When they returned to Dubrovnik, the family’s apartment inside the city walls had been partially destroyed by a grenade. And then there was the trauma; One day, Kusijanović’s teacher was worried enough to call her mother. “I wrote dark poems. ‘My city is bleeding’ – that was the name of a poem. I wrote a lot about the fight between good and evil.
Terrifyingly, after the war, back in Croatia, Kusijanović had a near-death experience in a landmine explosion. Driving in the mountains on a narrow road with his family, they encountered an oncoming car. As the two cars passed, the other car drove towards a mine: “Our front wheel was 10 cm from the landmine. The other car exploded in the air and crashed into our car. The guy driving was decapitated. I was seven years old. I have seen everything. She says that one day she would like to write a story, something with a fantasy element, of a childlike view of war.

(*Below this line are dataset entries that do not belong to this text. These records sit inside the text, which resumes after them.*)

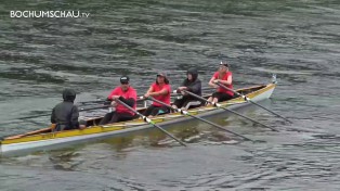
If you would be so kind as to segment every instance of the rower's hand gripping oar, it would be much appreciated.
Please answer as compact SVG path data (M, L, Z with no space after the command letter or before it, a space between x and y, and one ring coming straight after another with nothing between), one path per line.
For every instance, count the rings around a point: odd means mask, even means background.
M200 100L202 100L202 101L205 101L205 102L207 102L207 103L210 103L210 104L212 104L212 105L215 106L215 107L219 107L219 109L228 111L228 112L231 112L231 113L233 113L233 114L235 114L235 115L238 115L238 116L241 116L241 117L244 117L244 118L247 118L248 120L251 120L251 122L253 122L253 123L256 123L256 124L260 124L260 125L263 126L263 127L270 128L270 129L272 129L272 130L274 130L274 131L278 131L277 129L275 129L275 128L273 128L273 127L266 126L266 125L264 125L264 124L262 124L262 123L260 123L260 122L257 122L257 120L254 120L254 119L252 119L252 118L250 118L250 117L247 117L247 116L245 116L245 115L243 115L243 114L240 114L240 113L238 113L238 112L235 112L235 111L232 111L232 110L230 110L230 109L227 109L227 107L224 107L224 106L222 106L222 105L219 104L219 103L214 103L214 102L208 101L207 99L205 99L205 98L202 98L202 97L199 97L199 96L197 96L197 94L195 94L195 93L193 93L193 92L189 92L189 91L186 91L186 90L183 90L183 91L186 92L187 94L192 96L192 97L195 97L195 98L200 99Z
M141 98L144 98L144 97L141 97ZM145 99L145 98L144 98L144 99ZM167 104L167 103L165 103L165 102L162 102L162 101L156 100L156 99L153 98L153 97L148 97L148 98L146 98L146 99L149 99L149 100L152 100L152 101L154 101L154 102L157 102L157 103L159 103L159 104L162 104L162 105L165 105L165 106L167 106L167 107L169 107L169 109L171 109L171 110L175 110L175 111L180 112L182 115L187 115L187 116L191 116L191 117L193 117L193 118L199 119L199 120L205 122L205 123L207 123L207 124L210 124L210 125L212 125L212 126L214 126L214 127L217 127L217 128L219 128L219 129L221 129L221 130L227 131L227 132L233 133L233 135L235 135L235 136L241 137L243 139L245 139L245 140L247 140L247 141L253 142L253 140L251 140L251 139L249 139L249 138L246 138L245 136L241 136L241 135L239 135L239 133L236 133L236 132L233 132L233 131L231 131L231 130L227 130L227 129L223 128L222 126L220 126L220 125L218 125L218 124L214 124L214 123L212 123L212 122L209 122L209 120L207 120L207 119L204 119L204 118L201 118L201 117L192 115L192 114L189 114L188 112L186 112L186 111L184 111L184 110L181 110L181 109L173 109L171 105L169 105L169 104Z
M243 99L245 99L247 102L252 103L252 104L254 104L254 105L257 105L257 106L260 106L261 109L263 109L263 110L265 110L265 111L267 111L267 112L270 112L270 113L272 113L272 114L274 114L274 115L276 115L276 116L278 116L278 117L280 117L280 118L283 118L283 119L285 119L285 120L287 120L287 122L289 122L289 123L292 124L292 122L289 120L288 118L286 118L286 117L284 117L284 116L282 116L282 115L279 115L279 114L277 114L277 113L275 113L275 112L273 112L273 111L271 111L271 110L269 110L269 109L266 109L266 107L260 105L259 103L257 103L257 102L250 100L248 97L246 97L246 96L244 96L244 94L240 94L239 92L237 92L237 91L235 91L235 90L233 90L233 89L231 89L231 88L228 88L228 87L222 85L221 82L215 82L215 84L217 84L218 86L220 86L221 88L225 89L225 90L233 91L233 92L236 93L237 96L239 96L239 97L241 97Z
M128 104L126 104L125 102L122 102L121 100L117 99L116 100L118 103L122 104L125 107L127 107L128 110L130 110L131 112L135 113L136 115L139 115L140 117L142 117L146 123L153 125L154 127L157 127L159 130L161 130L162 132L165 132L166 135L168 135L169 137L171 137L172 139L176 140L179 143L181 143L182 145L186 147L186 144L184 142L182 142L181 140L179 140L178 138L175 138L174 136L172 136L170 132L168 132L167 130L165 130L164 128L159 127L157 124L155 124L152 119L149 119L148 117L144 116L143 114L141 114L140 112L133 110L131 106L129 106Z

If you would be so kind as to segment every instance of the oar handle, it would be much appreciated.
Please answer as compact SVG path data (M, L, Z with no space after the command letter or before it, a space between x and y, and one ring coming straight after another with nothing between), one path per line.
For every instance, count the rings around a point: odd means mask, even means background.
M249 98L248 98L248 97L246 97L246 96L244 96L244 94L240 94L239 92L237 92L237 91L235 91L235 90L233 90L233 89L231 89L231 88L228 88L228 87L222 85L222 82L218 81L218 82L215 82L215 84L217 84L218 86L220 86L221 88L225 89L225 90L228 90L228 91L234 92L235 94L241 97L241 98L245 99L246 101L249 101Z

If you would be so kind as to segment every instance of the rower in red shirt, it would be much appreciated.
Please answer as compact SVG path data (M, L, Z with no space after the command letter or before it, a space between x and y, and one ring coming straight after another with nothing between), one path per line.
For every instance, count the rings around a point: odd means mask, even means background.
M125 102L133 110L136 107L136 91L130 86L129 77L122 76L120 78L120 86L115 88L107 97L108 101L112 101L112 106L115 111L107 113L100 122L100 125L131 120L135 117L135 114L126 106L116 102L117 99Z
M157 74L156 82L152 84L144 97L154 97L156 100L170 104L170 94L171 87L169 85L169 79L166 73L159 73ZM156 116L167 113L170 113L170 110L167 106L153 102L153 104L145 110L144 115Z
M217 85L221 82L230 89L233 89L233 74L230 72L230 66L225 61L220 63L219 71L213 74L209 81L209 86L217 88L217 91L208 99L210 102L223 102L234 98L234 92L226 90Z

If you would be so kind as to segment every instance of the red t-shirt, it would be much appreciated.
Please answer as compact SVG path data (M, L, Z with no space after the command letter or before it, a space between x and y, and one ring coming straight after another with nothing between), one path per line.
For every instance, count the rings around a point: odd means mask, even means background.
M219 78L219 72L215 72L213 74L213 77L215 79L227 80L227 78L231 77L232 75L233 75L232 72L226 72L226 74L222 78ZM230 89L233 89L233 82L231 85L225 85L225 84L223 84L223 85L226 86ZM232 97L234 96L233 91L226 90L226 89L221 88L221 87L219 87L218 92L224 92L224 93L227 93L227 94L230 94Z
M136 91L135 89L133 89L132 87L128 88L128 91L122 91L121 87L117 87L115 88L109 96L107 97L108 99L112 99L113 96L120 96L125 99L133 99L134 100L134 104L133 106L131 106L133 110L135 110L136 106ZM117 113L129 113L131 115L134 115L134 113L132 111L130 111L129 109L127 109L125 105L119 104L116 106L116 112Z
M156 100L158 100L158 101L161 101L161 102L165 102L167 104L170 104L170 101L171 101L170 100L170 94L171 94L171 87L170 87L170 85L162 85L162 86L160 86L160 85L157 85L156 82L154 82L152 85L152 87L153 87L154 92L161 91L162 89L167 89L167 91L168 91L167 94L155 96L154 98ZM153 102L153 105L155 105L155 106L162 106L162 104L159 104L157 102Z

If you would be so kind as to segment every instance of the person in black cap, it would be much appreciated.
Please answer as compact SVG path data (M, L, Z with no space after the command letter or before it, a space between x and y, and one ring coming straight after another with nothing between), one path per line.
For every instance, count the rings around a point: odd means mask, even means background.
M144 94L144 98L154 97L156 100L170 104L170 94L171 86L169 85L169 79L166 73L158 73L156 81L152 84L147 92ZM158 102L153 102L145 112L145 116L156 116L170 113L170 110L167 106Z
M197 68L192 67L192 68L187 69L186 78L184 79L182 86L175 90L176 93L182 93L183 96L180 97L179 99L174 100L172 106L173 106L173 109L181 109L182 107L182 110L188 110L188 109L194 109L194 107L198 107L201 105L200 100L183 92L183 90L193 92L197 96L201 96L201 82L198 79Z
M128 76L122 76L120 78L120 86L115 88L107 97L107 100L112 101L110 104L115 111L107 113L100 122L100 125L131 120L135 117L132 111L116 102L117 99L135 110L136 91L130 86L130 78Z
M209 81L209 86L217 88L217 91L212 93L208 101L218 103L234 98L233 91L221 88L217 82L221 82L227 88L233 89L233 74L230 72L230 65L226 61L221 61L219 71L213 74Z
M52 110L51 123L53 124L54 130L71 130L71 129L83 129L86 128L86 122L81 122L79 125L78 107L74 104L76 99L76 91L73 89L65 89L63 91L62 103L55 105Z

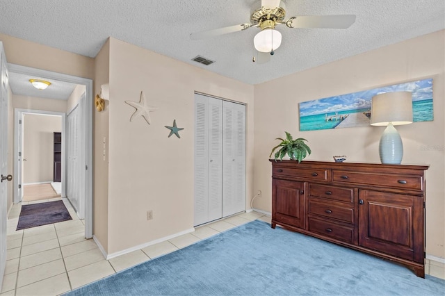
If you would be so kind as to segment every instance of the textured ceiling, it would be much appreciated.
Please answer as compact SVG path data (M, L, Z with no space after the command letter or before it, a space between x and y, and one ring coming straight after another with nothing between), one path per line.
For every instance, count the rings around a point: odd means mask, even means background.
M257 28L206 40L191 33L248 23L257 0L1 0L0 33L95 57L108 36L257 84L445 28L444 0L287 0L285 19L357 15L348 29L289 28L271 60L252 63ZM201 55L215 63L191 60ZM366 70L366 69L364 69Z
M29 79L31 79L46 80L50 82L51 85L46 90L38 90L29 82ZM9 86L14 94L67 100L76 85L74 83L48 79L44 77L14 72L9 74Z

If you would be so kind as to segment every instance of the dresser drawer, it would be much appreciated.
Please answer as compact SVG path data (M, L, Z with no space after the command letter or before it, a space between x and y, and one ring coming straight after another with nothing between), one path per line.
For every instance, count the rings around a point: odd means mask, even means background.
M303 169L293 167L273 167L273 175L290 176L296 178L310 179L313 180L327 179L327 170L324 169Z
M340 225L330 221L309 218L309 231L345 242L354 242L354 227Z
M353 203L353 190L352 188L325 186L324 185L309 184L309 194L311 196L328 198L341 202Z
M349 171L333 170L332 181L375 185L382 187L423 190L421 176L403 176L391 174L360 173Z
M310 197L309 213L337 219L347 223L354 223L354 208L326 202L325 200Z

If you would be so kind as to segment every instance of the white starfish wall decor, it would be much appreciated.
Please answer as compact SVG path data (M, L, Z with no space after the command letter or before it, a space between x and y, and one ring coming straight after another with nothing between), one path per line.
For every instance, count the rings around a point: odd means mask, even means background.
M148 106L148 103L147 102L147 99L145 99L145 95L144 94L143 91L140 92L140 99L139 100L139 103L133 101L125 101L125 103L136 108L136 110L134 111L134 113L133 113L130 117L130 121L133 121L134 119L142 116L144 117L147 123L150 124L152 123L152 119L150 118L149 113L156 111L159 109L157 107Z

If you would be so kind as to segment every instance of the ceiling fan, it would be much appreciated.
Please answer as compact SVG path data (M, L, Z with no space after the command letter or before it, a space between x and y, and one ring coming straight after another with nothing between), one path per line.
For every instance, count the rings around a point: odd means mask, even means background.
M257 27L261 31L254 38L255 49L259 53L273 55L275 50L281 45L282 40L281 33L275 30L275 26L284 24L288 28L348 28L355 22L355 15L353 15L298 16L286 20L285 16L283 0L261 0L254 6L250 23L193 33L190 34L190 38L192 40L204 39Z

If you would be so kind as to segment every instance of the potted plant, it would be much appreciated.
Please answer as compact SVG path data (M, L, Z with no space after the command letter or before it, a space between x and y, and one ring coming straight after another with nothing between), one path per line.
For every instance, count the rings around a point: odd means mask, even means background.
M298 161L298 163L301 162L306 156L311 154L311 149L305 143L305 141L307 142L307 140L302 138L298 138L298 139L293 139L292 135L287 131L286 133L286 139L282 139L281 138L277 138L275 140L281 140L281 143L275 146L272 149L269 158L272 156L272 154L279 147L281 147L275 154L274 159L280 158L282 161L283 157L287 154L289 158L294 161Z

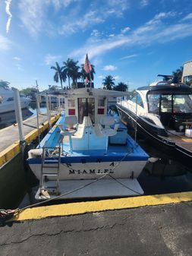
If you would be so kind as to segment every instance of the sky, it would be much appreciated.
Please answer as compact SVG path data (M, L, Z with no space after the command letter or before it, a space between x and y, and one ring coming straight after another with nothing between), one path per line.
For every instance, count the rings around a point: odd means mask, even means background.
M55 62L95 65L129 89L192 59L191 0L0 0L0 80L54 85Z

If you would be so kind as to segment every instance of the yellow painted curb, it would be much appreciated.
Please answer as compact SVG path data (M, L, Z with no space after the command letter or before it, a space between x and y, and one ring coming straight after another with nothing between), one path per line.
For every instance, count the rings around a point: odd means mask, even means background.
M108 199L99 201L70 203L24 210L14 220L36 220L49 216L68 216L104 210L135 208L144 206L175 204L192 201L192 192Z
M59 118L59 115L57 114L55 116L52 117L50 119L51 123L54 123ZM25 120L27 121L27 120ZM12 126L11 126L12 127ZM9 128L8 127L6 128ZM39 133L41 134L48 128L48 121L46 121L43 123L43 125L39 125ZM27 143L30 143L33 140L34 140L38 136L38 130L34 129L31 131L29 134L25 135L25 141ZM13 144L7 147L5 150L2 150L0 153L0 167L12 159L14 156L16 156L18 153L20 152L19 141L15 141Z

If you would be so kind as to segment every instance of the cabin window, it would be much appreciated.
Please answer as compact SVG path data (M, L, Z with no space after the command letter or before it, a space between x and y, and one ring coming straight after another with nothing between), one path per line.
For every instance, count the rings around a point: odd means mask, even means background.
M149 112L154 114L159 114L159 94L150 94L149 93L147 96L148 98L148 106L149 106Z
M191 87L192 86L192 75L188 75L188 76L184 77L184 84Z
M13 97L11 97L11 98L8 98L7 101L13 101L14 100L14 98Z
M78 116L79 123L82 124L84 116L90 116L93 123L95 122L95 99L79 98L78 99Z
M68 100L68 108L74 108L75 102L74 100Z
M192 113L192 95L173 95L174 113Z
M161 112L172 113L172 95L162 95L161 98Z
M142 108L144 107L143 100L142 100L141 96L140 96L139 93L134 94L133 96L133 97L131 99L131 100L134 103L137 103L137 104L139 106L142 106Z
M98 106L105 106L105 100L98 100Z
M104 115L104 109L97 109L98 115Z

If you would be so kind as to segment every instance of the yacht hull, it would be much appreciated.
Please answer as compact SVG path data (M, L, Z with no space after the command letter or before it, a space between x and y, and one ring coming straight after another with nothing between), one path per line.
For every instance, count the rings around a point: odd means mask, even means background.
M191 167L192 160L192 144L191 143L175 143L174 141L171 141L168 137L163 135L163 131L156 128L146 124L143 119L140 117L137 118L136 115L129 109L124 108L123 106L118 106L118 111L119 113L121 121L128 127L135 128L137 122L137 130L139 134L144 136L146 139L150 139L152 143L160 147L162 150L165 151L172 155L176 156L181 163L184 163L187 166Z

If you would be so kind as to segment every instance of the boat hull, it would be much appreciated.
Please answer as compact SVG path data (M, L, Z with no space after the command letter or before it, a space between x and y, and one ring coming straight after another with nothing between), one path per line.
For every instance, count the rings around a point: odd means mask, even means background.
M105 179L137 179L142 172L146 160L140 161L112 161L100 163L61 163L59 167L59 179L95 179L102 175ZM56 169L54 163L46 164L49 166L44 168L43 172L52 173ZM38 179L40 179L41 163L30 163L30 169ZM55 177L48 176L49 180L54 180Z
M121 121L128 127L135 128L136 118L135 115L123 106L118 106ZM165 136L162 135L162 132L158 129L153 129L138 118L137 119L137 130L140 134L142 134L146 139L149 139L153 144L159 147L160 145L162 150L165 150L168 153L173 155L182 163L191 167L192 150L182 147L174 141L168 140Z

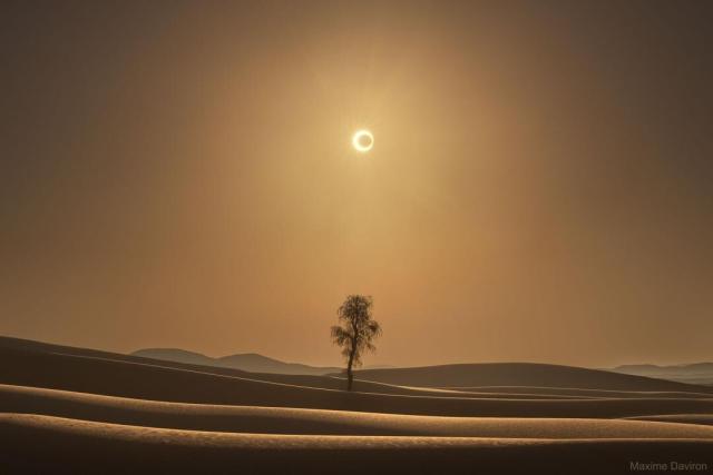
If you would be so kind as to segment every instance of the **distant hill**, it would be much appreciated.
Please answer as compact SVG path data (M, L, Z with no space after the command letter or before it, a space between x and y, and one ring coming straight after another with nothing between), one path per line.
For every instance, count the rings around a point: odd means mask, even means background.
M626 375L648 376L680 383L713 385L713 363L688 365L622 365L612 369Z
M537 363L482 363L416 368L364 369L362 380L402 386L476 388L484 386L569 387L580 389L690 390L678 382L600 369ZM475 390L475 389L471 389Z
M146 348L131 353L131 356L187 363L191 365L233 368L251 373L274 373L283 375L325 375L342 370L342 368L338 367L319 367L302 365L300 363L285 363L256 353L244 353L223 356L222 358L212 358L199 353L187 352L179 348Z

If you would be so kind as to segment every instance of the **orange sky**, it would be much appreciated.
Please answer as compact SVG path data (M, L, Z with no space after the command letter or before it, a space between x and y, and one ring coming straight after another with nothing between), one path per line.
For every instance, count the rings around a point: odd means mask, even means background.
M3 6L0 334L713 359L711 16L576 3Z

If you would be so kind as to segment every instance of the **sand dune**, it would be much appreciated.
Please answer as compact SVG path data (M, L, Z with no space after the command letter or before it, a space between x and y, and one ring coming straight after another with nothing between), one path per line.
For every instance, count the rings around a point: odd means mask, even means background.
M0 383L140 399L392 414L625 417L713 412L694 398L504 399L346 393L111 359L3 350Z
M401 386L404 387L404 386ZM475 387L443 387L461 394L497 394L499 397L544 396L548 398L589 398L609 399L619 397L635 398L701 398L710 399L712 393L696 393L683 390L611 390L611 389L579 389L574 387L533 387L533 386L475 386Z
M201 405L0 385L8 413L165 428L261 434L508 438L713 438L713 427L580 418L433 417L345 410Z
M632 461L707 463L710 439L551 441L207 433L0 415L0 463L56 473L631 473Z
M506 365L504 377L494 377L489 365L466 366L445 369L445 379L467 383L440 386L457 387L406 386L390 377L358 380L349 393L339 377L0 338L0 466L599 474L631 473L636 461L676 461L713 468L707 388L550 365ZM528 368L533 374L522 373ZM412 369L419 377L433 372ZM592 384L577 386L586 377Z
M703 386L599 369L534 363L487 363L365 369L359 379L421 387L531 386L711 393Z
M657 420L664 423L701 424L713 426L713 414L664 414L656 416L626 417L629 420Z

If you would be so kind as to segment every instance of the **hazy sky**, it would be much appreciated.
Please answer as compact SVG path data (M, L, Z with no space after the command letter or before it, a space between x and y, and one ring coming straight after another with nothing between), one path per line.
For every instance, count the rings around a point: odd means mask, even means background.
M0 7L0 334L713 359L710 2ZM359 128L373 150L351 148Z

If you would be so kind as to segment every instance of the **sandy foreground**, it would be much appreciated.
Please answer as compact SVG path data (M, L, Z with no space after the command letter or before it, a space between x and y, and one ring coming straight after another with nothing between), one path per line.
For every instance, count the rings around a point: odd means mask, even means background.
M712 439L531 439L234 434L0 415L8 472L631 473L711 469Z
M524 364L416 384L438 370L348 393L0 339L0 474L713 473L709 387Z

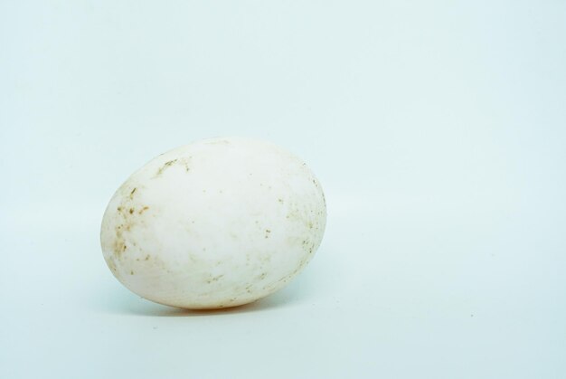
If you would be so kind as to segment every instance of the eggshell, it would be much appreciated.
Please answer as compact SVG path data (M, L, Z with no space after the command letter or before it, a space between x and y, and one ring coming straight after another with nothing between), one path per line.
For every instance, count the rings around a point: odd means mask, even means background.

How has being a child of war shaped her? Kusijanović pauses for a moment, deep in thought. “From an early age, I had a very strong sense of time. I think that’s what shaped me the most. I don’t think there’s anything worse than not exploiting your time and your potential. It’s a real sin.” Another long pause. “War is a very stupid thing. There is no good reason to be in a war.” She must be watching the horror in Ukraine very closely, I say. “Yes of course. It’s awfully familiar.
At 27, Kusijanović began a master’s degree in film at Columbia University. The story of how she first picked up a camera sounds like an episode of The Sopranos. A few years before MA, she decided to make a documentary about a labor dispute between union and non-union construction workers in her New York neighborhood. It sounded funny: one day someone brought in a giant inflatable rat. “It was really fascinating until I scratched too deeply.” After being trailed by heavyweights for a few days, things turned sour. First intimidation: “They said to abandon this story, otherwise I risk disappearing.” She told them where to stick it. When the threats turned physical, the police advised him to stop his film.
It sounds terrifying. She shrugs. “If you’re not fighting for something that matters, you shouldn’t be doing anything. I would never direct a cute story. I do not have time. Because, you know, I can die tomorrow.
What she expects, however, is something on the scale of a superhero movie. Even before I ask the question, she answers: “I want to do that! If you know someone who’s going to offer me that, I’m willing to go. I wouldn’t guess it.